Recommendations from the International Pollutants Elimination Network include government policies banning EDCs in plastics, required labeling and transparency of chemical components in plastics, and market-based solutions such as taxes on products containing EDCs. Companies must move away from a dependency on plastics and hazardous substances.
“What’s new in this report that’s being released is a gathering of the information to promote more proactive action on EDCs and plastics,” Brosche said.
While government intervention is necessary to help protect the public, the presenters said there are several things consumers can do to cut down on EDC exposure. People are encouraged to use their own water bottles, coffee cups, take-out containers and other food items. They should also avoid heating plastic containers or placing hot food or drinks in plastic containers.
“Really try to limit the use of materials that contain phthalates,” Flaws said. “A lot of makeups and colognes and fragrances and personal care products contain a lot of phthalates. For some of the other chemicals, if you are going to be bringing in new furniture into your house, letting it air out.
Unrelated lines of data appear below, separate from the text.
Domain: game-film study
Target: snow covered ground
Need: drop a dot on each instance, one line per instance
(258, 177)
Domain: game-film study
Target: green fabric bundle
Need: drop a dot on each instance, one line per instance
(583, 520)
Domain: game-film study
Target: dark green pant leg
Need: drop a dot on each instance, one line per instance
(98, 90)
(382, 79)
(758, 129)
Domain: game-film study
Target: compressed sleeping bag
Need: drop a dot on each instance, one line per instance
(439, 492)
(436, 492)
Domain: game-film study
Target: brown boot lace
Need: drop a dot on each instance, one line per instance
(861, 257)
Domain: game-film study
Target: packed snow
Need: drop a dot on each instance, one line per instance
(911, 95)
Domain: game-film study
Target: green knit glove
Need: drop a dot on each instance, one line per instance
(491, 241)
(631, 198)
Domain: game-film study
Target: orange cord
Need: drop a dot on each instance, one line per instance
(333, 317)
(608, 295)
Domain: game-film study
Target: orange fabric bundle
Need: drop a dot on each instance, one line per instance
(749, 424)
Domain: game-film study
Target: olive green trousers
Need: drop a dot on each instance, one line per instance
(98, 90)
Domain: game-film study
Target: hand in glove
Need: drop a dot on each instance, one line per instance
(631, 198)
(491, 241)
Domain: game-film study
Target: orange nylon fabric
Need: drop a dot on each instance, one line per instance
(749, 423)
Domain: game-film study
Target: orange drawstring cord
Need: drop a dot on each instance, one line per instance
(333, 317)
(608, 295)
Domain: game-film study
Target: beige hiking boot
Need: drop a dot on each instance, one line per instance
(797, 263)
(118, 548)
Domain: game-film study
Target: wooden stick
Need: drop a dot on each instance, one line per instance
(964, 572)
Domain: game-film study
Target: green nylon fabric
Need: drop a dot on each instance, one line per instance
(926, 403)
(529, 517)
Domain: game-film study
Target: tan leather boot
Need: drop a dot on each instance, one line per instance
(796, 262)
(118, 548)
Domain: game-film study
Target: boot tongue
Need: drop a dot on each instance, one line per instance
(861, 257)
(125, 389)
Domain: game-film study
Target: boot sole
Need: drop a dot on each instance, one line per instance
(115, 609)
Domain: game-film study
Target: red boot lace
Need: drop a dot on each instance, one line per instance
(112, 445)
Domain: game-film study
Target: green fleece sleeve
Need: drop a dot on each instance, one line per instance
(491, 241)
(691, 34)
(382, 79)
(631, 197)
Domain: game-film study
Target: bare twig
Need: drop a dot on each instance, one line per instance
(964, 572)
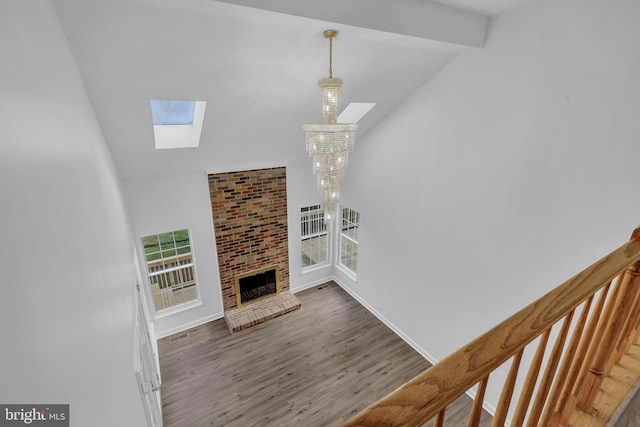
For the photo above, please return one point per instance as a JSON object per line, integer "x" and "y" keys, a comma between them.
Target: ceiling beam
{"x": 417, "y": 18}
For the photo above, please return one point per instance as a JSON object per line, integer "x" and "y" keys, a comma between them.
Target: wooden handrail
{"x": 427, "y": 395}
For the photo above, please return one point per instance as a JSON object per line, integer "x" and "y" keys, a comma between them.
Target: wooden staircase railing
{"x": 595, "y": 318}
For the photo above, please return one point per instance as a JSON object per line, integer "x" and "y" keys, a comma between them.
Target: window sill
{"x": 350, "y": 274}
{"x": 315, "y": 267}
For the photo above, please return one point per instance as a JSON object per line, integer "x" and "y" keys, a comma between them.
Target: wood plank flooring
{"x": 316, "y": 366}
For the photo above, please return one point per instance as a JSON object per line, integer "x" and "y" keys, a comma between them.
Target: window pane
{"x": 314, "y": 244}
{"x": 349, "y": 239}
{"x": 170, "y": 267}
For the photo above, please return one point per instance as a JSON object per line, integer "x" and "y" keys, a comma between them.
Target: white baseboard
{"x": 471, "y": 393}
{"x": 310, "y": 285}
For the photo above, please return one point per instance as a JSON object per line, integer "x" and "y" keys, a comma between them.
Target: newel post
{"x": 615, "y": 325}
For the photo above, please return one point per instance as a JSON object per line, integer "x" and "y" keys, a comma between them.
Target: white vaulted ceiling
{"x": 257, "y": 69}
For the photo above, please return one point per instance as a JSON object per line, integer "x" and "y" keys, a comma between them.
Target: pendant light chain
{"x": 330, "y": 57}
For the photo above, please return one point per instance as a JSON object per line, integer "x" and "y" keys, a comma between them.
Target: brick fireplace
{"x": 249, "y": 210}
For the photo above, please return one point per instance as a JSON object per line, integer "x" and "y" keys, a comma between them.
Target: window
{"x": 171, "y": 268}
{"x": 349, "y": 239}
{"x": 315, "y": 240}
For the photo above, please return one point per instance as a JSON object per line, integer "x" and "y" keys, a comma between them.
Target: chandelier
{"x": 329, "y": 142}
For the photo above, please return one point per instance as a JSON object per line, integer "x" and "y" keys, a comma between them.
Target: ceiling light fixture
{"x": 329, "y": 142}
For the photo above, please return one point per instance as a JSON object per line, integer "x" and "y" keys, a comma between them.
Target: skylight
{"x": 165, "y": 112}
{"x": 354, "y": 111}
{"x": 177, "y": 124}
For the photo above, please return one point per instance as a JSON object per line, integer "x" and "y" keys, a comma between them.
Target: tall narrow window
{"x": 349, "y": 239}
{"x": 171, "y": 269}
{"x": 315, "y": 241}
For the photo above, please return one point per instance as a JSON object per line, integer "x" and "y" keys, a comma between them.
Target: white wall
{"x": 173, "y": 202}
{"x": 67, "y": 301}
{"x": 510, "y": 171}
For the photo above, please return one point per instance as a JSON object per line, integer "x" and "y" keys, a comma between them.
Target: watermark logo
{"x": 34, "y": 415}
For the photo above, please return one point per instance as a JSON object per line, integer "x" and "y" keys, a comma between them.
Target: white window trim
{"x": 353, "y": 275}
{"x": 169, "y": 311}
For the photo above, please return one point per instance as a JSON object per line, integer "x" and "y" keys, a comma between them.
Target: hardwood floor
{"x": 316, "y": 366}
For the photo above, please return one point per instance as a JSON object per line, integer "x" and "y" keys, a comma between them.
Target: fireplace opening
{"x": 257, "y": 284}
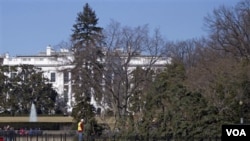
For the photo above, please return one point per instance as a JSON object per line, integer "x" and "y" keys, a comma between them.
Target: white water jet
{"x": 33, "y": 114}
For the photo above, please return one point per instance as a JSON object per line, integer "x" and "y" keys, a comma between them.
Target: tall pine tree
{"x": 87, "y": 41}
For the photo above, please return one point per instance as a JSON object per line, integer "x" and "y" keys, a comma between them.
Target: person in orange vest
{"x": 80, "y": 128}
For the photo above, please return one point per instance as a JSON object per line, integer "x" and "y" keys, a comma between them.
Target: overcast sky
{"x": 28, "y": 26}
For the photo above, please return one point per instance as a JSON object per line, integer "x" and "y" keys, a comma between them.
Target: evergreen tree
{"x": 86, "y": 75}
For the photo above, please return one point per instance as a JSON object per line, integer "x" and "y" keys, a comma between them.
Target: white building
{"x": 56, "y": 66}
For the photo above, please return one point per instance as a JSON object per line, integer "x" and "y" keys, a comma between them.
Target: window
{"x": 66, "y": 77}
{"x": 53, "y": 77}
{"x": 13, "y": 75}
{"x": 66, "y": 89}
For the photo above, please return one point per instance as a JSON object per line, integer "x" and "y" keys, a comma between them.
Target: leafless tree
{"x": 230, "y": 29}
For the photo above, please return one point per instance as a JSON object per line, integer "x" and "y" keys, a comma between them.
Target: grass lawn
{"x": 39, "y": 119}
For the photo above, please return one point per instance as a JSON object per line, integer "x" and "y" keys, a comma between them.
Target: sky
{"x": 28, "y": 26}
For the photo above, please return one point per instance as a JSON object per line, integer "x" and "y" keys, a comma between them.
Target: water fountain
{"x": 33, "y": 114}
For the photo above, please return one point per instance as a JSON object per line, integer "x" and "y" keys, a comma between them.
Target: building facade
{"x": 56, "y": 66}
Another good policy, if it’s possible and you live in an area where you got relatively clean outdoor air, try to open your windows a little bit every day, let the fresh air in and let some of the bad air out.”
Damdimopoulou said day cares in Stockholm have removed a lot of plastic toys and other items to reduce EDC exposure for children.
“In the kitchen, make sure to remove all plastic items that are used to cook food, serve food, skipping over the canned foods because they have the plastic lining in the tin cans,” Damdimopoulou said. “All of these measures should have reduced exposure of the children and the staff to plastic additives to have hormone disruptive properties.”
The presenters said companies should move away from plastics to reduce EDC exposure, but consumer pressure can also help shift the market and force changes.